To celebrate Easter, Father Phil Ritchie recommends staying in bed, eating chocolate and copulating – because going to church isn’t “cool and funky”; whether this has to be done simultaneously is unclear.
I must have missed something: that’s what I used to do before I was a Christian. I am completely indifferent to the “funkiness” of Christianity and its institutions: what I care about is whether it is true or not. If it is, no other reason for attending church is needed; if it isn’t, no amount of “funkiness” could persuade me to attend.
To be fair to Father Phil, this does have one redeeming feature: if at some point I need a self-caricaturing vicar to illustrate how the Church of England submersed itself beneath a morass of trendy irrelevance, I need look no further.
From here:
This could be one religious commandment that a congregation might find very easy to follow.
Father Phil Ritchie from All Saints Church in Hove, East Sussex, has said Easter Sunday is the perfect time for staying in bed, eating chocolate and having sex.
The vicar gave the alternative suggestion for a way to celebrate the resurrection of Christ after admitting that church just isn’t ‘cool and funky’.
Father Ritchie said: ‘The problem with the church is that we stay inside our building and occasionally come out and say “Why don’t you come to our church, it’s cool and funky”.
‘To be honest, it’s not.
‘I would love more people to come at 10am on Sunday and I would welcome them to All Saints.
‘For Christians this is the most important day of the year.All life and all hope flows from it.

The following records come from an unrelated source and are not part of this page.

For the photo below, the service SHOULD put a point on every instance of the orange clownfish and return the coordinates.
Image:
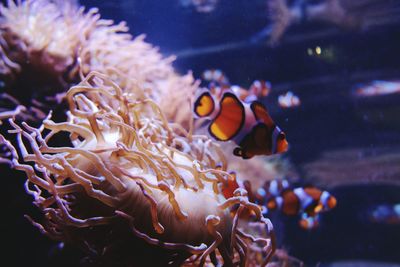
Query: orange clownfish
(247, 124)
(260, 88)
(230, 186)
(309, 200)
(215, 75)
(289, 100)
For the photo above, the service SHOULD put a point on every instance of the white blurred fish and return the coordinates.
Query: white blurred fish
(379, 88)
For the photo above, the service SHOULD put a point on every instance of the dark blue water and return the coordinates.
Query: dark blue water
(329, 118)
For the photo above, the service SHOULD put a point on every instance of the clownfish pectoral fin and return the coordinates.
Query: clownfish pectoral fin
(261, 113)
(240, 152)
(230, 118)
(204, 105)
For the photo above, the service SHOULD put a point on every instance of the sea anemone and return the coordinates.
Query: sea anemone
(47, 46)
(129, 175)
(43, 37)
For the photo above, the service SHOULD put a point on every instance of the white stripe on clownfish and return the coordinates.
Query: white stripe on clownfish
(304, 198)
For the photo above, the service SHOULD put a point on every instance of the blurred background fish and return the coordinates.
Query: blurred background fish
(377, 88)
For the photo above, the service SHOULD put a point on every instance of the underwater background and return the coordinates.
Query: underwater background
(339, 141)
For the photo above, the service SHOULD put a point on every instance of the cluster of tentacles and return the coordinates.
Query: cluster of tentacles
(127, 165)
(48, 45)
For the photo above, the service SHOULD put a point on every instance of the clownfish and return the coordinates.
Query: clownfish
(257, 90)
(215, 75)
(230, 185)
(247, 124)
(309, 223)
(379, 88)
(260, 88)
(289, 100)
(309, 200)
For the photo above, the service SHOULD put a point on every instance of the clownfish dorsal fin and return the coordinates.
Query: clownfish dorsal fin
(261, 113)
(230, 118)
(204, 104)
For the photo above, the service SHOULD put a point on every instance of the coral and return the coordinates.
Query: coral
(45, 45)
(42, 36)
(129, 174)
(129, 61)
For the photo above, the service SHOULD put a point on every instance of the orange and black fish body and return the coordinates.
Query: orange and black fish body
(308, 200)
(271, 189)
(216, 76)
(260, 88)
(247, 124)
(230, 185)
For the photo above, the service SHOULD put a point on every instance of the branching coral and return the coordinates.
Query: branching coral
(42, 35)
(127, 164)
(45, 44)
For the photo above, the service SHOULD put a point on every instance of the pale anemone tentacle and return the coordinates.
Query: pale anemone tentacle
(129, 162)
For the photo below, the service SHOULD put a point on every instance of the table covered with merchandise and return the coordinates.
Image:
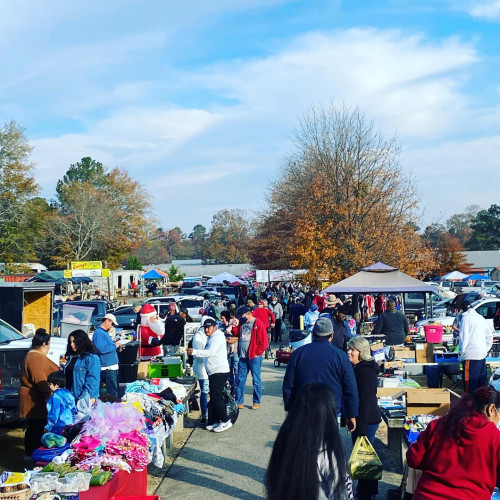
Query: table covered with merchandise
(107, 454)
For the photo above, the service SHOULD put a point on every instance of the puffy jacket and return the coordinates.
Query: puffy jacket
(259, 340)
(86, 375)
(61, 410)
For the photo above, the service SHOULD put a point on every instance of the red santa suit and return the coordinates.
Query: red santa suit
(150, 329)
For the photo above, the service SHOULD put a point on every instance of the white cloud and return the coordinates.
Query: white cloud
(487, 10)
(455, 174)
(407, 82)
(135, 138)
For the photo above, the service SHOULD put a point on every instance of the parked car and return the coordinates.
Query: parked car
(13, 349)
(195, 306)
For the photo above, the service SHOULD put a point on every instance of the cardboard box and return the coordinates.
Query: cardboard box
(406, 354)
(427, 401)
(424, 353)
(142, 370)
(393, 392)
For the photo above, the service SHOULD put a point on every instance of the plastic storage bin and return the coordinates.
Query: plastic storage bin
(434, 333)
(168, 369)
(129, 353)
(128, 372)
(66, 328)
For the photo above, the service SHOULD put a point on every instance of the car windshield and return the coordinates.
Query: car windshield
(191, 303)
(8, 333)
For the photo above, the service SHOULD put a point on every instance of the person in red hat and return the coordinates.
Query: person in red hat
(151, 328)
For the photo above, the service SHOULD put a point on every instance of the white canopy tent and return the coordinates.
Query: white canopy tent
(222, 277)
(454, 275)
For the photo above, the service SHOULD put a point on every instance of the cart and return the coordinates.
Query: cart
(269, 350)
(282, 356)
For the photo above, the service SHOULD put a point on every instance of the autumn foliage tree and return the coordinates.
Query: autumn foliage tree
(229, 238)
(102, 215)
(342, 201)
(18, 215)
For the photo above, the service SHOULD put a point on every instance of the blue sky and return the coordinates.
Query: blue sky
(198, 100)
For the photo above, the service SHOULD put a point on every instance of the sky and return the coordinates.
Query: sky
(198, 100)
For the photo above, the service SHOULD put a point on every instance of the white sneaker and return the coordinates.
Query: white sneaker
(223, 426)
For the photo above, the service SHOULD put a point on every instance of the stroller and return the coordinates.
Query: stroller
(269, 350)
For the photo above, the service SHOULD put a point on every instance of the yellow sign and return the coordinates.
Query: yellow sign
(91, 264)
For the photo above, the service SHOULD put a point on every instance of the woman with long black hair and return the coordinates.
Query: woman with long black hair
(308, 459)
(459, 453)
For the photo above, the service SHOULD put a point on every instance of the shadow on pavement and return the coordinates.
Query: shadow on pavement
(230, 464)
(203, 479)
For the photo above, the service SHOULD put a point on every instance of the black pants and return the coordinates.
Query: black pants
(35, 429)
(216, 383)
(277, 331)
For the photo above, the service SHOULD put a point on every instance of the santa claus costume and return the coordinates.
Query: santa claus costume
(150, 330)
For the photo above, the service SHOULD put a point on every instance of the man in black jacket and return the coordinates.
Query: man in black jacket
(174, 330)
(320, 361)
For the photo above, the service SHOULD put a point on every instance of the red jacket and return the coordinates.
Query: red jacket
(265, 315)
(463, 471)
(258, 342)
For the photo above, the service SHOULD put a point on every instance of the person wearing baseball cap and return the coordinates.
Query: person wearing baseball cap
(215, 358)
(107, 350)
(321, 361)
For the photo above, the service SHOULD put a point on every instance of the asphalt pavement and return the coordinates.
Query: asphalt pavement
(232, 464)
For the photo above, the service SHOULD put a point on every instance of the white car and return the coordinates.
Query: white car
(13, 349)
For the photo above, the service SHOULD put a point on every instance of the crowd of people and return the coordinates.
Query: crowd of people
(329, 383)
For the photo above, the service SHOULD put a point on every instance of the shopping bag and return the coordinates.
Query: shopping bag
(364, 462)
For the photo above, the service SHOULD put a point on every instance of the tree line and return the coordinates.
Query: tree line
(341, 200)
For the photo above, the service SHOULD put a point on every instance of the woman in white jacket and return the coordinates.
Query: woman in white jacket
(199, 342)
(215, 357)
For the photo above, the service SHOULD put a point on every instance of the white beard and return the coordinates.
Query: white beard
(157, 327)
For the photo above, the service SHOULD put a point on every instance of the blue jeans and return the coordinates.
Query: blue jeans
(203, 396)
(233, 371)
(110, 378)
(366, 487)
(244, 366)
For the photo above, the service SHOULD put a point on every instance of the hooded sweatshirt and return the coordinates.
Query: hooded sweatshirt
(462, 469)
(366, 373)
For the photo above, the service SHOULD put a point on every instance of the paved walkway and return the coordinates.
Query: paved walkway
(232, 464)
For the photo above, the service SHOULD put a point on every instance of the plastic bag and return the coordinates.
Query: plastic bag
(364, 463)
(232, 410)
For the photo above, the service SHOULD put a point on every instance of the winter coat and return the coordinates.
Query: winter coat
(35, 391)
(61, 410)
(366, 373)
(463, 469)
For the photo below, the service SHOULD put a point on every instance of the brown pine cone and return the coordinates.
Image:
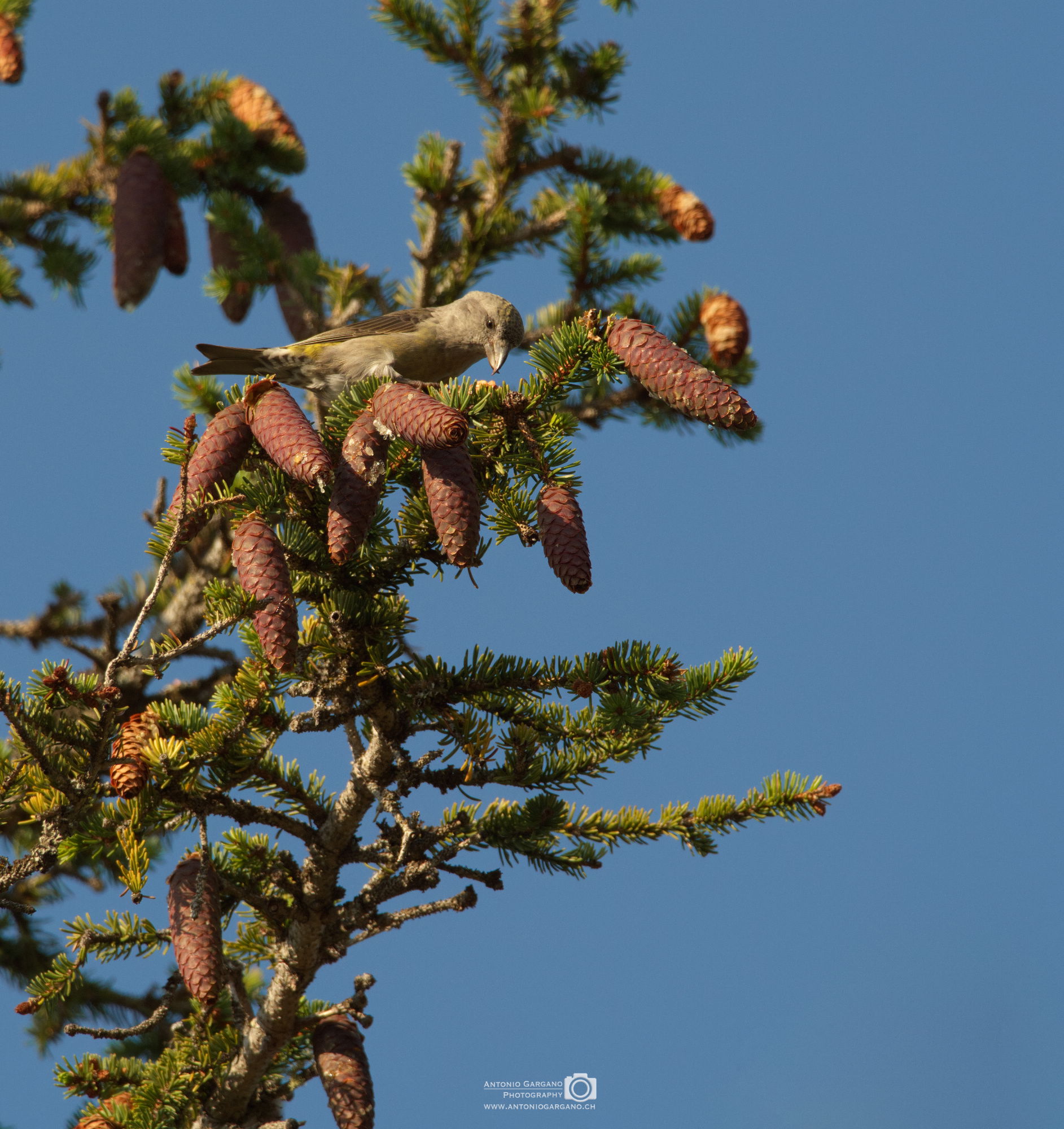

‘But there are plenty of ways to celebrate without coming to a draughty Victorian building. So why not stay at home, have a lie in, have sex and eat some chocolate.’
Wow – just when you thought you’d heard it all. The most sacred day of the Christian year and this is how a clergy man feels it should be observed. How very, very sad.
Has he ever considered vocational counselling? From the All Saint’s website:
Born in Coventry he went to university in Manchester where he read Politics and Religion. He taught for a while at Little Lever School near Bolton and then spent two years in southern Tanzania with VSO. Not sure what to do next he took an MA in Renaissance English Literature at Sussex University – which brought him to Brighton (Hove actually: we lived on Clarendon Villas).
I can certainly understand the third sentence!
It sounds neopagan to me. After all, in pre-Christian times, the northern hemisphere Spring Equinox was the time for Fertility Rites to ensure that crops etc thrived through the following season.